Nie. Nic tych rzeczy. Wszystko dzieje się w mojej głowie, gdy robię zakupy lub zaglądam do lodówki. Jeśli ma się duże doświadczenie i dobrą pamięć smakową, to można wyczarować coś z niczego. (śmiech) Tak, na poważnie. Nie można niczego stworzyć bez doświadczenia smaku. Dlatego tak inspirujące są podróże kulinarne, próbowanie połączeń smakowych tam, gdzie one powstały. Można bez tego próbować odtworzyć przepis, ale proszę mi uwierzyć, nigdzie tak nie smakuje makaron aglio olio jak we Włoszech. I nie dlatego, że nie umiemy ugotować makaronu z czosnkiem i oliwą, ale dlatego, że całe otoczenie, sposób celebrowania posiłku, radość ze wspólnego stołu, wszystko to wpływa na nasz smak. Jedzenie jest bardzo sensoryczne. Jemy oczami, uszami, węchem, a na końcu językiem. Jedzenie wymaga też czasu, aby nasz mózg zdążył odebrać wszystkie sygnały zmysłowe i je zapisał. Dlatego pewnie szybkie pochłanianie jedzenia ludziom nie służy. 

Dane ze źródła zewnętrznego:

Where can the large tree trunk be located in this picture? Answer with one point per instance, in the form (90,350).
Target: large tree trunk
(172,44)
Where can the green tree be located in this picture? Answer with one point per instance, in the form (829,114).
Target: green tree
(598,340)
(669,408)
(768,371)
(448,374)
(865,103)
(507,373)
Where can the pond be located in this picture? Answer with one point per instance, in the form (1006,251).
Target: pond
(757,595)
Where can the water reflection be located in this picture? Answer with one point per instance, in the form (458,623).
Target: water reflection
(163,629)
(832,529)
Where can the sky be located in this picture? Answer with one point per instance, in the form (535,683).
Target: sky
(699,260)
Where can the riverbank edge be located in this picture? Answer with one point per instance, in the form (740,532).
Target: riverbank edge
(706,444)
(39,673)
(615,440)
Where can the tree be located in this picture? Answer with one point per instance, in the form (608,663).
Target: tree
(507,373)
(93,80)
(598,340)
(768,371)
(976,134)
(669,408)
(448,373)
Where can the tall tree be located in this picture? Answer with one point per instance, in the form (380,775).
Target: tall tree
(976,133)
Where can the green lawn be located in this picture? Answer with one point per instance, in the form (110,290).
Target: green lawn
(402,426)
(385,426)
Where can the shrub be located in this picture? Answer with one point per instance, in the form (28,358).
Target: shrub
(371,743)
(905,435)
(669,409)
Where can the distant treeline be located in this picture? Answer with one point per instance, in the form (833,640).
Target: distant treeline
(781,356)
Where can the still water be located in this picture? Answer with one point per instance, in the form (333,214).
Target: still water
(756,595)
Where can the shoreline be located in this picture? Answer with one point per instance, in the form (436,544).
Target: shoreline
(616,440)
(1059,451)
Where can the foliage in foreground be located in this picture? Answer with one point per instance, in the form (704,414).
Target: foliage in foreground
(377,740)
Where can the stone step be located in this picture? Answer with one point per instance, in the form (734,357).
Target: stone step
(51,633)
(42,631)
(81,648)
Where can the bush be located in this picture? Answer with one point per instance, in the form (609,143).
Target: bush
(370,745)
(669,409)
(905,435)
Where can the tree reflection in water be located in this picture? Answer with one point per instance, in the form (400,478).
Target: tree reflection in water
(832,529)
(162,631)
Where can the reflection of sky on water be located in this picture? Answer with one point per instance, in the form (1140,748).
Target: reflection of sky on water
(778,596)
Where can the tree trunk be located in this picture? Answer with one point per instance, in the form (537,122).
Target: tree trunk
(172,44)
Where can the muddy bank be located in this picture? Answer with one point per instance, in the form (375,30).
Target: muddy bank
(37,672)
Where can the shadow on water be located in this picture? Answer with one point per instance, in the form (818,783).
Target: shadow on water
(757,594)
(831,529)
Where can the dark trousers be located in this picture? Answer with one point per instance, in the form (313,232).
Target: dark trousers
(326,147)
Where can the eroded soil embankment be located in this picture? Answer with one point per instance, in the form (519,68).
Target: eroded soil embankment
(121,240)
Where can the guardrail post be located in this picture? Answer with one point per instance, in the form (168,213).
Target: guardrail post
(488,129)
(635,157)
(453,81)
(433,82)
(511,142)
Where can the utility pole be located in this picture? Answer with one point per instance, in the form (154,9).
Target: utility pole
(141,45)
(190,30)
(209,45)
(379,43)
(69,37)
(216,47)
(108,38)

W jakim kraju lubi pan jeść? 

To nie kraj, ale cały kontynent. (śmiech) Uwielbiam Azję, wszerz i wzdłuż. W kuchni Europejskiej kocham Włochy. I nie tyle z powodu potraw, ale z powodu formy celebrowania. Wracając do Azji, to kocham kuchnię malezyjską, absolutnie mnie rozwala. No i chińską. W przypadku kuchni chińskiej to występuje tam taka różnorodność, że można by opowiadać godzinami. Ostatnio byłem w Japonii i zwariowałem na punkcie ich kuchni. Choć jest mniej różnorodna, zakochałem się do szaleństwa. Jednak najbardziej kocham Malezję. 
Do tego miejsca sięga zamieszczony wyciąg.